# Drop Off in Robo-calls?



## JimDawson (Jul 20, 2022)

I've notice in the last couple of weeks my junk call volume has dropped off dramatically.  From the normal several a day, to now a couple a week.  I haven't done anything except I just don't answer them, but I have been not answering for a long time.  Maybe if you ignore them for long enough they just give up?

Anyone else noticed a change?


----------



## Janderso (Jul 20, 2022)

Interesting,
I have to agree with you.


----------



## RJSakowski (Jul 20, 2022)

I think they are all directed here.  We get as many as ten to fifteen a day although they do seem to come in spurts.


----------



## higgite (Jul 20, 2022)

I'm not saying anything for fear of jinxing myself.

Tom


----------



## alloy (Jul 20, 2022)

Now that you mention it my calls have dropped off also.

Of course now that I've said that..................................

But I'm still getting 20 plus email per day wanting to ship the 55 I bought from NCjeeper.


----------



## Aaron_W (Jul 20, 2022)

I must be getting your share, mine seem to have increased over this past week.


----------



## pontiac428 (Jul 20, 2022)

I just let Android reject my robo-calls.  I only find out later if they left a message on voice mail.  Either I add you to the whitelist, or you get rejected!  Works well, no rings to disturb me.


----------



## darkzero (Jul 20, 2022)

For our landline, a while back we bought a new phone set from Costco that has a robo call block feature. The caller has to press a number (can be set to your choice) for the call to go through and actually ring our phones. You can also store phone numbers in memory that will come through directly without the caller having to go through the block feature. Took a bit to get used to not hearing the phone ring so much anymore but we ain't complaining!

But yes, for my cell phone I have noticed a drop in robo calls & spam texts. I never used to get spam texts at all until the pandemic hit (not sure if that's a coincidence). The spam caller ID protection usually blocks most of the calls so I don't see them much but it doesn't always block the texts. Those used to tick me off but I haven't really gotten them lately (knock on wood).


----------



## Boswell (Jul 20, 2022)

Here is a REPORT saying that robo calls are down 47% Year over Year and this coincides with a law that was passed recently that makes phone companies responsible for preventing spam callers from using their service. However, the same report said that RoboTEXT have increased 12X


----------



## woodchucker (Jul 20, 2022)

I wish. Many are circumventing the large companies and going with small companies who have an extension to enable new software to block it.
I'm still getting a huge number on my land line.

And yes, texts are increasing. I get this Hey Christopher.. (not me).. I don't open them, I just delete them.. too worried about phishing.

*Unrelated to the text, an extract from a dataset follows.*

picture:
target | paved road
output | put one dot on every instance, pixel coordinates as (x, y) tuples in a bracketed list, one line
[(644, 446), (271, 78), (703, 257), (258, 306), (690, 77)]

as I am writing this another landline robo call.  we have been as high as over 30 robos a day.


----------



## IamNotImportant (Jul 20, 2022)

noticed this lately.. i have two numbers on my phone..


----------



## NCjeeper (Jul 20, 2022)

It comes in waves for me. I will get a few nice weeks and then it will be constant calls for a week. Then the cycle just repeats.


----------



## NCjeeper (Jul 20, 2022)

woodchucker said:


> I'm still getting a huge number on my land line.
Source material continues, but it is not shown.